Whoops! Is generative AI already becoming a bubble?

Venture capitalists are in the business of predicting the next big thing, even if they get burned in the process. While everyone piled onto crypto in 2021 — and many remain bullish about its future despite multiple failures this year — 2022 saw the rise of generative AI.

But as is the case with any transformative new tech, hype is sure to accompany growing adoption, and generative AI has garnered so much attention and money that many VCs already feel the budding sector will be the next bubble.

TechCrunch recently surveyed more than 35 investors working in different geographies, investment stages and sectors about how they were feeling about next year. One of our questions sought their prediction of where the next bubble would be, and almost half of those surveyed mentioned generative AI.

While several investors said they were bullish on the new tech overall, they also admitted that the sector was likely to get lost in its own hype.

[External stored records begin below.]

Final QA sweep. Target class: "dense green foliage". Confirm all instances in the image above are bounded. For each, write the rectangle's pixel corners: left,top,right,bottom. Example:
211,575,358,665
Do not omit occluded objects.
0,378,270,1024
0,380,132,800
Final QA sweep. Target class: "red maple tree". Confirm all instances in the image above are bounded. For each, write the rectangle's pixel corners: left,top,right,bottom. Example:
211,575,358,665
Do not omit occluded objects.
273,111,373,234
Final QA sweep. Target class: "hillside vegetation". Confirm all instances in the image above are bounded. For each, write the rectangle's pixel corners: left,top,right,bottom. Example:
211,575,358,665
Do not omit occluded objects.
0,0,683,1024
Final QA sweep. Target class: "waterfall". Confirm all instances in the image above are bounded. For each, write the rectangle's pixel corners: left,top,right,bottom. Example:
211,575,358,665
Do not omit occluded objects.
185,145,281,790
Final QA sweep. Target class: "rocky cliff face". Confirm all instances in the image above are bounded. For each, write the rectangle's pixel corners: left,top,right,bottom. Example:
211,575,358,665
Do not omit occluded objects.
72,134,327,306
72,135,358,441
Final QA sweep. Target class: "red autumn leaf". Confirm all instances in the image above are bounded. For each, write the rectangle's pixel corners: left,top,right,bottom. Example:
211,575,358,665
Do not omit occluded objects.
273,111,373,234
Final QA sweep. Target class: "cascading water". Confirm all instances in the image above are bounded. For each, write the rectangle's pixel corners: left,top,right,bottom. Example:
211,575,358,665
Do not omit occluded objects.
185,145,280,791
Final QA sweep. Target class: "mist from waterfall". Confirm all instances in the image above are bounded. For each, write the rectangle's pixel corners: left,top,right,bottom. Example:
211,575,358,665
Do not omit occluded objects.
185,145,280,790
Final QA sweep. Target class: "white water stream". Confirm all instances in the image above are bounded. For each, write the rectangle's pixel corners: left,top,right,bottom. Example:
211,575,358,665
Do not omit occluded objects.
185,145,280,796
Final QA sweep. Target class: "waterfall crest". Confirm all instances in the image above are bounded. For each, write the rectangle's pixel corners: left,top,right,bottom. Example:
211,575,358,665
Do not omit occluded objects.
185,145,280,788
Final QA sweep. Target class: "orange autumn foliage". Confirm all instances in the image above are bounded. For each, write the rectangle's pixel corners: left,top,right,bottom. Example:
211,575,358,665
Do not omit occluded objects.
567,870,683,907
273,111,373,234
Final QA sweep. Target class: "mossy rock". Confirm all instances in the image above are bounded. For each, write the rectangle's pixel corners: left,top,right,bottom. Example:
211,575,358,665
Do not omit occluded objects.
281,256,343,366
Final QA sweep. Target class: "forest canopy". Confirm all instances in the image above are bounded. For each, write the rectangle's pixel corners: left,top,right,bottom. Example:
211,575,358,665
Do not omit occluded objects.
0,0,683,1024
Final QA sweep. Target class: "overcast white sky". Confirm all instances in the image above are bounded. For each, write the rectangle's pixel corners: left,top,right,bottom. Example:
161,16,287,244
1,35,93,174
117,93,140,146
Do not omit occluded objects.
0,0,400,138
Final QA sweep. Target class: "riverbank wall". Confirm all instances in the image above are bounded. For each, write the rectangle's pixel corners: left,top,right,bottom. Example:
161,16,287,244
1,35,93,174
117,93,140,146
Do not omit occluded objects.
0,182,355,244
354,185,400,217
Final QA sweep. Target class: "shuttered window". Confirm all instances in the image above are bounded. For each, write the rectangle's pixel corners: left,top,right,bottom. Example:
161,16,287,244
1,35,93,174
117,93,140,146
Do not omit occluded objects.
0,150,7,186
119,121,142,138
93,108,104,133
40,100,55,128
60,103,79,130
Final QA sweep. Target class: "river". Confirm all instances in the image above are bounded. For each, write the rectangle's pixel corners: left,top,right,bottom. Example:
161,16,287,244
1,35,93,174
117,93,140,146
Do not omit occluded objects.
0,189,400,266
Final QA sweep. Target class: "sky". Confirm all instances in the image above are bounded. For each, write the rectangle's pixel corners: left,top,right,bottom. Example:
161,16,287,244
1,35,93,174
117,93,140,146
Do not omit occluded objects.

Don Butler, managing director at Thomvest Ventures, feels the bubble is already here. “We believe that the applicability of AI to so many use cases will lead to a very large number of startups being funded in the space, including at some eye-watering valuations, and so we think that the next big bubble is already expanding in this area,” he said.

This isn’t surprising, given how the sector has burgeoned recently as consumer tools like ChatGPT, DALL-E and Lensa AI soared in popularity both in and outside the tech community.

For investors like Spencer Greene, a general partner at TSVC, the technology will be good in the long run, but what we are seeing now isn’t likely to last. “The underlying core technology is valuable, but most of the application-layer companies proposing to exploit it at this stage are not,” Greene said. “Remember AltaVista, Myspace, etc. — first mover ain’t everything.”

While Harley Miller, founder and managing partner at Left Lane Capital, allows for the possibility that innovation in generative AI will produce some great companies, he thinks the tech is currently being applied in areas that won’t work or will likely have consequences for implementing it too early.

“We are starting to see applications of the technology in areas like mental health that we don’t think have good enough efficacy relative to human offerings,” he said. “That said, generative AI shows a lot of promise and we are excited about it for the right applications, but we think there will be a lot of hype applying this to categories that are not quite right.”

Miller described the situation as similar to what happened with NFTs and blockchain. The tech’s allure prompted investors — looking to make sure they didn’t miss the trend — to pour money into numerous companies regardless of having any real use cases.

He isn’t the only one to make that connection either. Several other investors said the tech’s growth has reminded them too much of crypto: Everyone is piling on faster than they should be.

Tyler Griffin, a managing partner at Restive Ventures, drew parallels with how blockchain was treated when the hype was building. “It has echoes of the early days of crypto: Genuine excitement about a new, fascinating technology, coupled with outrageous predictions of transformative applications that betray a lack of understanding by (often non-technical) people about what’s really going on,” he said.

Some, like Sam Clayman, a partner at Asymmetric Capital Partners, said it reminded them of the dot-com bubble, too. “It can be both true that enormous companies will eventually be built in the space and that aggregate returns on capital for the industry will prove dreadful,” he added.

But some growing pains are hard to avoid, and many investors are allowing for that since they also recognize the transformational power of the tech.

Jon Lehr, the co-founder and general partner at Work-Bench, said that he could see many opportunities emerge down the road in the category, especially relating to infrastructure for new use cases. “As the technology matures and more use cases are better understood, there will be new paradigms to invest in based on this shift, in addition to picks-and-shovels type businesses (for instance, guard rails for enterprise adoption),” he said.

Despite recognizing the hype, some investors are optimistic the sector will end up being worth the buzz. Ben Miller, the CEO of Fundrise, said, “It has passed the inflection point of hype and will see more funding and growth than any other sector this decade,” he said.

“Although the hype will be stratospheric, it will birth the greatest productivity boom in American history since the invention of electricity.”